Wednesday, March 05, 2008

The FBI acknowledged Wednesday it improperly accessed Americans' telephone records, credit reports and Internet traffic in 2006, the fourth straight year of privacy abuses resulting from investigations aimed at tracking terrorists and spies.

Testifying at a Senate Judiciary Committee hearing, Mueller raised the issue of the FBI's controversial use of so-called national security letters in reference to an upcoming report on the topic by the Justice Department's inspector general.

An audit by the inspector general last year found the FBI demanded personal records without official authorization or otherwise collected more data than allowed in dozens of cases between 2003 and 2005. Additionally, last year's audit found that the FBI had underreported to Congress how many national security letters were requested by more than 4,600.

In contrast to the strong concerns expressed by Congress and civil liberties groups after last year's inspector general's report was issued, Mueller's disclosure drew no criticism from senators during just over two hours of testimony Wednesday.
Following last year's audit, the Justice Department enacted guidelines that sternly reminded FBI agents to carefully follow the rules governing national security letters.

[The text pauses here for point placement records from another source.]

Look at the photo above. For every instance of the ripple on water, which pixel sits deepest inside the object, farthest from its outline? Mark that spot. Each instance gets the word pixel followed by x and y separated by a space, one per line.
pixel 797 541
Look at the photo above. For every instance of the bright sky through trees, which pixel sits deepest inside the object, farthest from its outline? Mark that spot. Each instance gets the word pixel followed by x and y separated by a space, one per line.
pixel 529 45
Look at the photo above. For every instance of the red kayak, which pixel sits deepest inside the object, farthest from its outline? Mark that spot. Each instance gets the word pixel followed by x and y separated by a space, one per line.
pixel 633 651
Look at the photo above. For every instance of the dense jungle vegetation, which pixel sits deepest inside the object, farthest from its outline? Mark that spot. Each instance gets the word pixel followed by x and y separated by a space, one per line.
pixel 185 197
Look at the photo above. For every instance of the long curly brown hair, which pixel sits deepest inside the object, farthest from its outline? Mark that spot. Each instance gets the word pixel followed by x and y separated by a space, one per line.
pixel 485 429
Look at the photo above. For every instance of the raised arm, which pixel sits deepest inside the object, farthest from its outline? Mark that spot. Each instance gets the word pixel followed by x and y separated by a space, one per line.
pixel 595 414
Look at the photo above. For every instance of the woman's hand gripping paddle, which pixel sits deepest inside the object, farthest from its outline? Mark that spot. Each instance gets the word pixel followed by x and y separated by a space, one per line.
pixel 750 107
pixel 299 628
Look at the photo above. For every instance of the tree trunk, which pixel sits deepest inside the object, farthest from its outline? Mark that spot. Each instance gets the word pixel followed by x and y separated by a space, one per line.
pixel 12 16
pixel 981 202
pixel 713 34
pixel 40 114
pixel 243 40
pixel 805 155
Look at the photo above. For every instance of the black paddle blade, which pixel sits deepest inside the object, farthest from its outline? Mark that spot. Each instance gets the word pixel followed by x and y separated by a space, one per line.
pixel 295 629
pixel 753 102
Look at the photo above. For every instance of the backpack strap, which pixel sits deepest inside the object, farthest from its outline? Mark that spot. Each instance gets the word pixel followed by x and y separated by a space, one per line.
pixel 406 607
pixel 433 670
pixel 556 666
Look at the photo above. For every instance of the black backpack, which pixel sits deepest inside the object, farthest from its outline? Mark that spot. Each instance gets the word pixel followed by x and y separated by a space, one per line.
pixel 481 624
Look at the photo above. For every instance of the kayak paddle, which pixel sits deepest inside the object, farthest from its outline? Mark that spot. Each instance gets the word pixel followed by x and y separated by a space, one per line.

"The credibility factor shows there needs to be outside oversight," said former FBI agent Michael German, now a national security adviser for the American Civil Liberties Union. "There were guidelines before, and there were laws before, and the FBI violated those laws," German said. "And the idea that new guidelines would make a difference, I think cuts against rationality."

1 comment:

Anonymous said...

Again...think this is intrusive, check out the form 1040.